BOC raised the policy rate by +25 bps to 1.25% in January, as ‘recent data have been strong, inflation is close to target, and the economy is operating roughly at capacity’. The move had been widely anticipated. As such, we observed the instant ‘sell the news’ move in USDCAD after the announcement. Canadian dollar’s retreat was pared later in the day, though, as the market has priced in another rate hike by May. Policymakers remained cautious over future rate hikes and cited the uncertainty in the NAFTA renegotiations as a risk. Yet, the market appeared to have shrugged off these comments.
At the press conference, Governor Poloz stressed that the monetary policy decision is ‘data dependent’, and ‘there’s no question that the data on balance since October have been stronger than our base case’. The central bank was upbeat over both global and domestic economic developments. The obviously hawkish note was its upgrades on the assessment of slack, suggesting that the ‘economy is operating roughly at capacity’. In December, it remained focused on the ‘continued absorption of economic slack’. The central bank also acknowledged that ‘labor slack is being absorbed more quickly than anticipated’.
The central bank also released its latest Monetary Policy Report (MPR), providing updated economic projections. The staff projected GDP growth to average at +3% in 2017, followed by +2.2% in 2018 (up from +2.1% in October’s estimate). Growth should ease further to +1.6% in 2019 (up from October’s +1.5% forecast). A major risk facing Canadian economy is the uncertainty around NAFTA negotiations which is ‘clouding the economic outlook’. As such, the latest economic projections have incorporated ‘additional negative judgment on business investment and trade’ of NAFTA uncertainty.
BOC acknowledged that inflation is moving close to target, but cautioned over fluctuation in the months ahead due to temporary factors. Revisions to the inflation forecast were modest and policymakers expect it to reach the +2% target in mid-2018, about a quarter earlier than projected in October.

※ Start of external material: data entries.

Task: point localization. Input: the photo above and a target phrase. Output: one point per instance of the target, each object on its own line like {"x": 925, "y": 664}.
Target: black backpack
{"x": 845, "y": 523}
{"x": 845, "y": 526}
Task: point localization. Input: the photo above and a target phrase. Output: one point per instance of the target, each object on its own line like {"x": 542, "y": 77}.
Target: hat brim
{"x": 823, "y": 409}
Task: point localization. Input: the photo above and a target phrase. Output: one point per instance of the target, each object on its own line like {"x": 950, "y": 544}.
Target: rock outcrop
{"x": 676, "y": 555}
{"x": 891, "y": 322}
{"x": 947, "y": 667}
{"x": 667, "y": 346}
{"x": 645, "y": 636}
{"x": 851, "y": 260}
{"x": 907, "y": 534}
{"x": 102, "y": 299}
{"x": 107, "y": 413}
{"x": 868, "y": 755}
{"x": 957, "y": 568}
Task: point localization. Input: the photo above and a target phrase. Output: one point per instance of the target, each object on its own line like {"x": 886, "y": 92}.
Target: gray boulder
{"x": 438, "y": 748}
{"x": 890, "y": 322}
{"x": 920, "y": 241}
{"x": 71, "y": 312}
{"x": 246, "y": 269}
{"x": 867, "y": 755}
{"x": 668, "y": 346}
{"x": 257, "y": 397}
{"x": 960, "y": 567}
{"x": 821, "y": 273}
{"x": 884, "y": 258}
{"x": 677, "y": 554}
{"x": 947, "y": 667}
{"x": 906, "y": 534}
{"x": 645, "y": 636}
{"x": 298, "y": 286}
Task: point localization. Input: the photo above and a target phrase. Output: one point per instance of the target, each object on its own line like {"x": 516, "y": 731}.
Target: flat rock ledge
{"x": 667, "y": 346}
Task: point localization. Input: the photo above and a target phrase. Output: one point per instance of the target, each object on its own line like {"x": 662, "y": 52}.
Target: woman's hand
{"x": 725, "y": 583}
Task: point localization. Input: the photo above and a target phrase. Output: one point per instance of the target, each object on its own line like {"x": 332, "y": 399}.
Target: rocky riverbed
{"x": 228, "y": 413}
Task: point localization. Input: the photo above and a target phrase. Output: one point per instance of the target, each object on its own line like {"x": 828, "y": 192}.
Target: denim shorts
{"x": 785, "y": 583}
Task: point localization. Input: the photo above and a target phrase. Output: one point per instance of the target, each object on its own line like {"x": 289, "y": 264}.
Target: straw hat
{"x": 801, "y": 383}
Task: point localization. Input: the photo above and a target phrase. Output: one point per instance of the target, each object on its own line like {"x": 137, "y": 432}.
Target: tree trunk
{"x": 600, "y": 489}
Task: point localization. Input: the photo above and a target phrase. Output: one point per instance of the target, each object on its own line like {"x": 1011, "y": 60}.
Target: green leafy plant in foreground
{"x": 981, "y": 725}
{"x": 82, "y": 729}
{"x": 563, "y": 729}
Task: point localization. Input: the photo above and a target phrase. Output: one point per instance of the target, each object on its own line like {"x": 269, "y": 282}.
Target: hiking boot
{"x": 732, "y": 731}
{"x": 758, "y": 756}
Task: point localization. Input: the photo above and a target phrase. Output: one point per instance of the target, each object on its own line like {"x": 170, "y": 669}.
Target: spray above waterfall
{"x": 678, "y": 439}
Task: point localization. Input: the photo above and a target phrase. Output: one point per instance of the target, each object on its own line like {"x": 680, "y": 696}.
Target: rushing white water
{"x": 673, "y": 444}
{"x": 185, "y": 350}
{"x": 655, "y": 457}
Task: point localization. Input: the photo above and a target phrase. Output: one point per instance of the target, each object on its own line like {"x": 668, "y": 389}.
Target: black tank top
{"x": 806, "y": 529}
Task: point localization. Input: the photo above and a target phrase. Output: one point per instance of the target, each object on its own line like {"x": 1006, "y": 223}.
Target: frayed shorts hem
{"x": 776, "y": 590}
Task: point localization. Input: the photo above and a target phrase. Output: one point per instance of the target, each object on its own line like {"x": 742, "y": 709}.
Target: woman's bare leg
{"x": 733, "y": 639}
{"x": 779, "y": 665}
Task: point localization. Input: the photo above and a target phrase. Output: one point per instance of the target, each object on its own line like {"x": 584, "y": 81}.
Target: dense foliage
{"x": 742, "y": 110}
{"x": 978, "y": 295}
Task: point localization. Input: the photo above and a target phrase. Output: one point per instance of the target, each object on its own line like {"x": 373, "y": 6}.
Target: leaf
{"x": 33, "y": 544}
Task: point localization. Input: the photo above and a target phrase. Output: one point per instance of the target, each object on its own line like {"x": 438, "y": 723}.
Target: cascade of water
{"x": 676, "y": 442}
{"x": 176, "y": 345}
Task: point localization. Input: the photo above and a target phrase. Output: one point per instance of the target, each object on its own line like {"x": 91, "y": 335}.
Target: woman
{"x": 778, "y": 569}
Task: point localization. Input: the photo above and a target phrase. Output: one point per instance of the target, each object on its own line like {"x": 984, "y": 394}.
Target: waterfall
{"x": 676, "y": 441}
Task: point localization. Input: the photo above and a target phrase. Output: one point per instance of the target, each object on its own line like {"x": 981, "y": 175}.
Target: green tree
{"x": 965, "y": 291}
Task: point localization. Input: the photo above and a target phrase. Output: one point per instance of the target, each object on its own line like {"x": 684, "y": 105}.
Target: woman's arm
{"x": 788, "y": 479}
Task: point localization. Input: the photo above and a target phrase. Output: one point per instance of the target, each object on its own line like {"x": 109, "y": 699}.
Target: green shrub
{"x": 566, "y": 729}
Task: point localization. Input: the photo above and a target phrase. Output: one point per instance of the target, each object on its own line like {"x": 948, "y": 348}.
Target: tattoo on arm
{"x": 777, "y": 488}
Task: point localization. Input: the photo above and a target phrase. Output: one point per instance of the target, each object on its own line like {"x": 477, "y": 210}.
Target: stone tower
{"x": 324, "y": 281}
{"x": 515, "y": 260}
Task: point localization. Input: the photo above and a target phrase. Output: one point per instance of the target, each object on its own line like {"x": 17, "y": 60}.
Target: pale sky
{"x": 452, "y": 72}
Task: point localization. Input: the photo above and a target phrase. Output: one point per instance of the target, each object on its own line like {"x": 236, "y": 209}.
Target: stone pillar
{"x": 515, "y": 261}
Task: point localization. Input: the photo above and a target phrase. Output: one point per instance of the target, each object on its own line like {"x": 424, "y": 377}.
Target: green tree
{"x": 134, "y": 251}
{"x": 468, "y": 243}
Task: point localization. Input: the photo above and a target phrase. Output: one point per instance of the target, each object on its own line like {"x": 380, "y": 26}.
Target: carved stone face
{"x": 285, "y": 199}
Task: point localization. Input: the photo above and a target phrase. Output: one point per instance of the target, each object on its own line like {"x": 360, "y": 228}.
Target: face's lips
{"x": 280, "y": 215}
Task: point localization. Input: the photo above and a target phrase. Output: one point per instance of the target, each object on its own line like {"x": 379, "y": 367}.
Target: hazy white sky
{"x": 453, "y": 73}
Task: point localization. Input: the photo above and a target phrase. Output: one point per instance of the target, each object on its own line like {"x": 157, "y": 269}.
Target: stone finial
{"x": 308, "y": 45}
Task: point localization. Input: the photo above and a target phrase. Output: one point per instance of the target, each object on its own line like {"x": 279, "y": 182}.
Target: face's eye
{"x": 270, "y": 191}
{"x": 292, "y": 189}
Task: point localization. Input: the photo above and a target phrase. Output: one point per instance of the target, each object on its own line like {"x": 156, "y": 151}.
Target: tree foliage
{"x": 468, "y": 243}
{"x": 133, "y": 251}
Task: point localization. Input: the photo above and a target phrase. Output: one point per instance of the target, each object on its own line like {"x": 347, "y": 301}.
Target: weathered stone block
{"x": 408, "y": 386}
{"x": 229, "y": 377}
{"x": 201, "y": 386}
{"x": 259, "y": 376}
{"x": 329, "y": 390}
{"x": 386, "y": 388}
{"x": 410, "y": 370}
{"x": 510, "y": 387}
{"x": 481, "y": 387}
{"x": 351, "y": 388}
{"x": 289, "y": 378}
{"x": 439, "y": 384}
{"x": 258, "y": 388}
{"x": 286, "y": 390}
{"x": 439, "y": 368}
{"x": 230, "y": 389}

On the monetary policy outlook, BOC admitted that ‘the economic outlook is expected to warrant higher interest rates over time’. Yet, in order not to trigger excessive strength in the loonie which would be a drag the economic recovery, it affirmed that ‘some continued monetary policy accommodation will likely be needed to keep the economy operating close to potential and inflation on target’ and the ‘Governing Council will remain cautious in considering future policy adjustments’.